Ich würde mich in Ruhe in der leeren Wohnung- mit neuen Schloss an der Haustür einrichten und mir erst einmal ein paar schnuckIelige Briefträger usw. einladen
Und würde mir denken Super.
I want to be free and Independent
Wow! Karl. Was für eine super Geschichte. Ich bin total geplättet. Nicht friesch aufgebügelt, sondern geplättet. Was für eine Schreibe! Erinnert mich an jemanden. Sobald es mir einfällt, schreib ich's dir. Also später. Vielleicht bist du das dann auch und schreibst hier inkognito. Das wäre ein Ding.
Beeindruckte Grüße, Maria.
Deine, Marias und meine - sind allesamt erfundene Geschichten. Ähnlichkeiten mit lebenden Personen und Anwesenden gleich gar, sind Zufall ...
Also gut, obs deine ist, hast du nicht explizit erwähnt. Das kann also durchaus ein knallharter Tatsachenbericht sein, Maria hat es mindestens in einem posting erwähnt und ich habs gleich mit dazugeschrieben ...
... im ersten flüchtigen Moment, weil ich die Überschrift nur überflogen hatte, dachte ich doch:
Wow! Diese erfundene Geschichte zum Bild von Karl H ist ja auch nicht von schlechten Eltern und las sie mit Begeisterung..
Ich kam also im ersten Moment nicht drauf, dass es keine erfundene Geschichte ist, weil hier ja sonst nur selbst erfundenene Geschichten stehen ...

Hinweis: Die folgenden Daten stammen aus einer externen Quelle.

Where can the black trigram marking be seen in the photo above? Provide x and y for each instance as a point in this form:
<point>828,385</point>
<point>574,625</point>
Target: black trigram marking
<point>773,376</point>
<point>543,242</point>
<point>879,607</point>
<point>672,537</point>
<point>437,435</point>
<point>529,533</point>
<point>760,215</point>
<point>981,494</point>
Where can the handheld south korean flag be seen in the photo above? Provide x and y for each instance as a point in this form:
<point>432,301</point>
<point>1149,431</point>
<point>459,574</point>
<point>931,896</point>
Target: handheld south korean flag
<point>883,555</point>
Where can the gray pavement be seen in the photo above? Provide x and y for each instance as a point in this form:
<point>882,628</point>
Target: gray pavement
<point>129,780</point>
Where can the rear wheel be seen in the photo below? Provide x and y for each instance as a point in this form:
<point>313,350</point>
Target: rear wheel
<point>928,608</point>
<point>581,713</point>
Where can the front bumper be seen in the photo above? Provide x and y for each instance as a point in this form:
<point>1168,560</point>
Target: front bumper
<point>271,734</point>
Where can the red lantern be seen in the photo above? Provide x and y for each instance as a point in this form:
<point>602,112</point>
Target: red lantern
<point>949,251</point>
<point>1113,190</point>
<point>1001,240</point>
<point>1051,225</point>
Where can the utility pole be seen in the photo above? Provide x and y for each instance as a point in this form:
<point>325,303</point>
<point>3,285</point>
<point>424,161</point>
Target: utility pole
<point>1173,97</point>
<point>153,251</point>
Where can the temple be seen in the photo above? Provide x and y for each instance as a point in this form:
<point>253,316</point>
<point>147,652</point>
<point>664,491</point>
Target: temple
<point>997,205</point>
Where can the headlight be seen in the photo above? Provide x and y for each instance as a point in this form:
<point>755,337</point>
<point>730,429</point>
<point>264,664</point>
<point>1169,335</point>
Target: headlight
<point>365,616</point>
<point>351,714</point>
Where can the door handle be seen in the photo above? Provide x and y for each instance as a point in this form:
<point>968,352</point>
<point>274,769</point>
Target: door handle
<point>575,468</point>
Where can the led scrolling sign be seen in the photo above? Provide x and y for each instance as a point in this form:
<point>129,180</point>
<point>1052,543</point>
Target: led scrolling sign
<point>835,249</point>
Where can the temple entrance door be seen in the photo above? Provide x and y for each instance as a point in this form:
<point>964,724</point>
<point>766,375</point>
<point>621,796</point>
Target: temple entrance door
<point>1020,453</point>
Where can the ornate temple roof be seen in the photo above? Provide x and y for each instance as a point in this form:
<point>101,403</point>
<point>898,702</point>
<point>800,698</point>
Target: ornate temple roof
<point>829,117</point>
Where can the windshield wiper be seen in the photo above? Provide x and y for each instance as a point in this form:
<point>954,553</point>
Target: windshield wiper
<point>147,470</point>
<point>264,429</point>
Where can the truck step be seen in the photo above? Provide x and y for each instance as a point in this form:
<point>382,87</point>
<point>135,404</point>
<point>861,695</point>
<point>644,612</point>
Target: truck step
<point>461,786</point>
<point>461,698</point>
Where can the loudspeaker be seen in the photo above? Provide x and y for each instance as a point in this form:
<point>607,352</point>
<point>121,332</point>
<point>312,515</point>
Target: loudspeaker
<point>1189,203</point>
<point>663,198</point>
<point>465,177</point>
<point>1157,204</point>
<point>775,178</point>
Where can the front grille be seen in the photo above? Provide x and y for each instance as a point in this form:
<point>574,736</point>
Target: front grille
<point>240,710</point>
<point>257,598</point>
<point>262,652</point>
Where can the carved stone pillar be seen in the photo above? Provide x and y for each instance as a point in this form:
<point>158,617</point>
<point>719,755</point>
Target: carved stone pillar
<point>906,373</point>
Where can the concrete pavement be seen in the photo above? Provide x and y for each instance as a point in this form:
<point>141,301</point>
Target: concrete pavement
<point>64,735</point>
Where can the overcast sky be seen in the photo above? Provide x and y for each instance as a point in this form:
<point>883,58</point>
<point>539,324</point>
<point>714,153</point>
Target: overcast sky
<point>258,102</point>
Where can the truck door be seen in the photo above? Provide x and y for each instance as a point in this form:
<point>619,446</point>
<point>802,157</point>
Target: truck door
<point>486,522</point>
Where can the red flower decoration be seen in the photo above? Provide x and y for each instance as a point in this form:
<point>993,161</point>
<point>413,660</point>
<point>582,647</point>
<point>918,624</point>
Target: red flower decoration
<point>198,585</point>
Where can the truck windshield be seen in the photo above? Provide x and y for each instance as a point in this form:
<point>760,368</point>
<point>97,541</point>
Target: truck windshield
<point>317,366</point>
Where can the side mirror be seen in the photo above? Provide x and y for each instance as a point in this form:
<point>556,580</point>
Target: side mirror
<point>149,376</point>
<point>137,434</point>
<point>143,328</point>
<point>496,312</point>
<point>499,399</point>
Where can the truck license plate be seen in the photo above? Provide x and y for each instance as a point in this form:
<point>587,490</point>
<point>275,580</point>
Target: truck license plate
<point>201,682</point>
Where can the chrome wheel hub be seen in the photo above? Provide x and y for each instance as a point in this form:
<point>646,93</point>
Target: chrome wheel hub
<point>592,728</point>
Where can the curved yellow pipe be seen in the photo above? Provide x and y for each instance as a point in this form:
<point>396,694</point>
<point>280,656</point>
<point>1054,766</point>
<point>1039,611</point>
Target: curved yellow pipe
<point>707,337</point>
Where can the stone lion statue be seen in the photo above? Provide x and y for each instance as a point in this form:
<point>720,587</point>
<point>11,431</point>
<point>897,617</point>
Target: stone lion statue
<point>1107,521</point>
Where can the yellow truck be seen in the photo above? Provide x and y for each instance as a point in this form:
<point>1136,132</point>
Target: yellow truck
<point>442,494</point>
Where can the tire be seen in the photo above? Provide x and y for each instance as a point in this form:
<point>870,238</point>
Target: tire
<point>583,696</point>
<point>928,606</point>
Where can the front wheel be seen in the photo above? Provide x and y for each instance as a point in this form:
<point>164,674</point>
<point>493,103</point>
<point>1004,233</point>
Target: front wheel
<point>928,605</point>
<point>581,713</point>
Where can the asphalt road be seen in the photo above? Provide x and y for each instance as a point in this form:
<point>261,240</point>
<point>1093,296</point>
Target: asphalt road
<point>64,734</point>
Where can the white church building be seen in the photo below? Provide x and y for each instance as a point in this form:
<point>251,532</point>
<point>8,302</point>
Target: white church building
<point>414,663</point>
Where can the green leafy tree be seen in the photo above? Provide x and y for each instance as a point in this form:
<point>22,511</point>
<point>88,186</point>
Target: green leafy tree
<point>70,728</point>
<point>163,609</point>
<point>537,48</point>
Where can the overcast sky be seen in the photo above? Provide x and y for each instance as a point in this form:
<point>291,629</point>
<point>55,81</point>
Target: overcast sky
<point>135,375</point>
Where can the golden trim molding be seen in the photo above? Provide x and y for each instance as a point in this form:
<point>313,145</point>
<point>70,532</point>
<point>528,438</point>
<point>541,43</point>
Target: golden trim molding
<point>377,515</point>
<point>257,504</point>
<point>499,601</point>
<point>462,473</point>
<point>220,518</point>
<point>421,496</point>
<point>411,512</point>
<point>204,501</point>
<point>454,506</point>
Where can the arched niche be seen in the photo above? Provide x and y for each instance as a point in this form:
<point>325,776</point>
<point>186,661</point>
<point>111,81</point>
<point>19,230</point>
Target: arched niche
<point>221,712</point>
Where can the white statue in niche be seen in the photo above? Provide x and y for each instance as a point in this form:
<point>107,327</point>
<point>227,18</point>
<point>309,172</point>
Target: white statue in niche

Aber warum nicht mal eine gefundene Geschichte, die auch zum Bilde passt?
Wolfgang Hildesheimer:
Der hellgraue Frühjahrsmantel
Vor zwei Monaten - wir saßen gerade beim Frühstück - kam ein Brief von meinem Vetter Eduard. Mein Vetter Eduard hatte an einem Frühlingsabend vor zwölf Jahren das Haus verlassen, um, wie er behauptete, einen Brief in den Kasten zu stecken, und war nicht zurückgekehrt. Seitdem hatte niemand etwas von ihm gehört. Der Brief kam aus Sydney in Australien. Ich öffnete ihn und las:
Lieber Paul!
Könntest du mir meinen hellgrauen Frühjahrsmantel nachschicken? Ich kann ihn nämlich brauchen, da es hier oft empfindlich kalt ist, vor allem nachts. In der linken Tasche ist ein »Taschenbuch für Pilzsammler«. Das kannst du herausnehmen und behalten. Essbare Pilze gibt es hier nämlich nicht. Im Voraus vielen Dank.
Herzlichst dein Eduard
Ich sagte zu meiner Frau: »Ich habe einen Brief von meinem Vetter Eduard aus Australien bekommen.«
Sie war gerade dabei, den Tauchsieder in die Blumenvase zu stecken, um Eier darin zu kochen, und fragte: »So? Was schreibt er?«
»Dass er seinen hellgrauen Mantel braucht und dass es in Australien keine essbaren Pilze gibt.« - »Dann soll er doch etwas anderes essen«, sagte sie. - »Da hast du recht«, sagte ich.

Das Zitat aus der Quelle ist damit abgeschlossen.